European markets edged up on Monday as heightened tensions in the Gulf boosted oil prices, while investors exercised caution ahead of this week’s European Central Bank meeting.

The Stoxx 600 SXXP, +0.07%   rose 0.1% and the FTSE 100 UKX, +0.40%   climbed 0.3% as energy and mining stocks led the way as crude CL00, +1.76%   jumped 1%.

The DAX DAX, +0.21%  and the CAC PX1, +0.13%   also nudged 0.1% higher as Thursday’s ECB meeting kept markets in check

What’s moving the markets?

Crude prices continued to rise as tensions mounted following Iran’s seizure of a British tanker in the Strait of Hormuz, helping oil majors to post gains.

The European Central Bank’s upcoming policy meeting on Thursday held the attention of European stocks.

The central bank will reveal whether it will cut rates or wait until September, with the latter more likely but investors will be focused on just how dovish Mario Draghi is in his remarks.

The Federal Reserve’s meeting next week also looms over European markets.

Speaking to Market Watch, Markets.com analyst Neil Wilson said European equities were firmer on Monday but still in a longer-term downtrend after early July highs.

“Largely European markets are lacking direction and probably shaping up for the ECB meeting this week.

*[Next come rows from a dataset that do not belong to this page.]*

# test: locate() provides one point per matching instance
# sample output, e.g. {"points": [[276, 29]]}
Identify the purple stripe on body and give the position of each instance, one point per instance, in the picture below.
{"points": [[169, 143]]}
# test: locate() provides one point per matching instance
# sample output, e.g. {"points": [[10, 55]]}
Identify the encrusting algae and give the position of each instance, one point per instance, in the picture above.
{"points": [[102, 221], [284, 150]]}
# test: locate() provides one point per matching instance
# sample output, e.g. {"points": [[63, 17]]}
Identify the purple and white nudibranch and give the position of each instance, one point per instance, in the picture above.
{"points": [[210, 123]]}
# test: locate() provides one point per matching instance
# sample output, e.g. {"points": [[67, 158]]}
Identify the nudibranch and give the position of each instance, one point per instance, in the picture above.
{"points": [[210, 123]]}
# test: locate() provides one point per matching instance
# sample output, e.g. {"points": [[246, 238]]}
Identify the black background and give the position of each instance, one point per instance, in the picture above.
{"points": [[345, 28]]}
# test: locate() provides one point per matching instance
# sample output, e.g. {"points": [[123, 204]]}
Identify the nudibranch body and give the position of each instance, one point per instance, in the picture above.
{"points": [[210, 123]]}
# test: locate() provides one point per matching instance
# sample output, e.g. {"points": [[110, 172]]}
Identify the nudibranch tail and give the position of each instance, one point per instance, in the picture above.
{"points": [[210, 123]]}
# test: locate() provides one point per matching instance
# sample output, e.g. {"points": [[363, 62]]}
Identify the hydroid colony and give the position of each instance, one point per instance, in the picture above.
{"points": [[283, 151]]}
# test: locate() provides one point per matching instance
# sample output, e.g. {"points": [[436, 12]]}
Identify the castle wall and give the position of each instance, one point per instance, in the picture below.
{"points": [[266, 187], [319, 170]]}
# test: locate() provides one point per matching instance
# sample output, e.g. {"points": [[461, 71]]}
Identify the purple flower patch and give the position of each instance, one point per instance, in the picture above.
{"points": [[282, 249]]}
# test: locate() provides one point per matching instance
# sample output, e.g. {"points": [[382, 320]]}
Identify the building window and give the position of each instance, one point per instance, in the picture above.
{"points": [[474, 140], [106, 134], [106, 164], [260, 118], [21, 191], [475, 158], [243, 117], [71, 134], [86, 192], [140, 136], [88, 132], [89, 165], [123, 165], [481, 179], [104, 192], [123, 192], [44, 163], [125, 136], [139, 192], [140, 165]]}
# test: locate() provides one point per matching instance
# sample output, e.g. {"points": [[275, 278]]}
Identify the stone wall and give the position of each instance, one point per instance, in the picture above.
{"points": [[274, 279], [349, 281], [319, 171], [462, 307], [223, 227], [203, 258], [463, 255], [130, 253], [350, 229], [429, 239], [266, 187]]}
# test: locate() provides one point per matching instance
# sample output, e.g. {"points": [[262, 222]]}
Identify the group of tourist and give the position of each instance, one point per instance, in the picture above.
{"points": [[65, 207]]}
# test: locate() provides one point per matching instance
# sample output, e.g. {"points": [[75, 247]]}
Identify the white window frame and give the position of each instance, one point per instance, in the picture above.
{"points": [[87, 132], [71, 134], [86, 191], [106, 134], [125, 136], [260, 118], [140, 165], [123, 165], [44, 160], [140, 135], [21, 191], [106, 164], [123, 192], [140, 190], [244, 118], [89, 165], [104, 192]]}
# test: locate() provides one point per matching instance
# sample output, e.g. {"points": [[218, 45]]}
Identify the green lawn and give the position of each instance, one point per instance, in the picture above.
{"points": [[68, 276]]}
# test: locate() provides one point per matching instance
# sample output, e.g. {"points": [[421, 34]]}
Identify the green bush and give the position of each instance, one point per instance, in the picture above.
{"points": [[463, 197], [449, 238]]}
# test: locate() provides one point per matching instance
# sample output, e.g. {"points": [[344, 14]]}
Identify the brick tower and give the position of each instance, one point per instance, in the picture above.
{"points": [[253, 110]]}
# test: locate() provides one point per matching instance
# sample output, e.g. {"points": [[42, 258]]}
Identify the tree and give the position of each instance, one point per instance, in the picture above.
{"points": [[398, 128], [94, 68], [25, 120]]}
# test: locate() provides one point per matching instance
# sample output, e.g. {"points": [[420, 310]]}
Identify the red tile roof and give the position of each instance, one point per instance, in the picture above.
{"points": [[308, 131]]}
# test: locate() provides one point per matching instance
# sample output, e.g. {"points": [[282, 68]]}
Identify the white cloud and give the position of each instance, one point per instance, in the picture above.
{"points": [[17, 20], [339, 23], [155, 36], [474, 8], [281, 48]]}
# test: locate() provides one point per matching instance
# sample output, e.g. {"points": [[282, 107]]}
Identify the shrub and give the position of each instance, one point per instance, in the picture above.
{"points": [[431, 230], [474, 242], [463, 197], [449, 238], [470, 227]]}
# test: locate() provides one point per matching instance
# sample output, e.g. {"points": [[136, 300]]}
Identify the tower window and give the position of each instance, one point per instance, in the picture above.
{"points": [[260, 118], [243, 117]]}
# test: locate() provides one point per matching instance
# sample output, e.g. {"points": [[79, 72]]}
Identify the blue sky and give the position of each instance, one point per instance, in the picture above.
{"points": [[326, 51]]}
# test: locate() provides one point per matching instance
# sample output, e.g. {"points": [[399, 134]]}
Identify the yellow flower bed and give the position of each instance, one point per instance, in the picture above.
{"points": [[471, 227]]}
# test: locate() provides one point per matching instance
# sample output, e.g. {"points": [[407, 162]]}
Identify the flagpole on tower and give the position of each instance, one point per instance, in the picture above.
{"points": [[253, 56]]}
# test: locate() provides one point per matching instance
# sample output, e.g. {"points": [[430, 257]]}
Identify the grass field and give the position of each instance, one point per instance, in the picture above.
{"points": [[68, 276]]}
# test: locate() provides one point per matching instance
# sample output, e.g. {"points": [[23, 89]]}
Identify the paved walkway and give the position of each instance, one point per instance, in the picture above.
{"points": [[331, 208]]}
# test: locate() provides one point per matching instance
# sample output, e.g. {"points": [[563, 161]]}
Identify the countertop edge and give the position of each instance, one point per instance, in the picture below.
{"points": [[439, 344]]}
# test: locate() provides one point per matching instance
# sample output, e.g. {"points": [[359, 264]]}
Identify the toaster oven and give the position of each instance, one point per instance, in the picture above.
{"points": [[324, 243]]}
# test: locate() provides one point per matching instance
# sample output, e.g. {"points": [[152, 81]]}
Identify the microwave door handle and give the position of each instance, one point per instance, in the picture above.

“This is a significant risk event for equities in Europe.”

The pound continued its slide, falling 0.3% to $1.247, as fears of a no-deal Brexit ramped up ahead of the result of the Conservative Party leadership contest.

Which stocks are active?

Dutch technology company Philips PHIA, +4.39%   climbed 4.2% after second quarter profits beat analysts’ expectations due to strong performances at its diagnosis and treatment businesses.

Premier Inn owner Whitbread WTB, -3.92%   dropped 4.4% as it completed a programme to return £2.5 billion to shareholders following the sale of Costa Coffee to Coca-Cola last year. The company said it wasn’t planning any further returns of capital.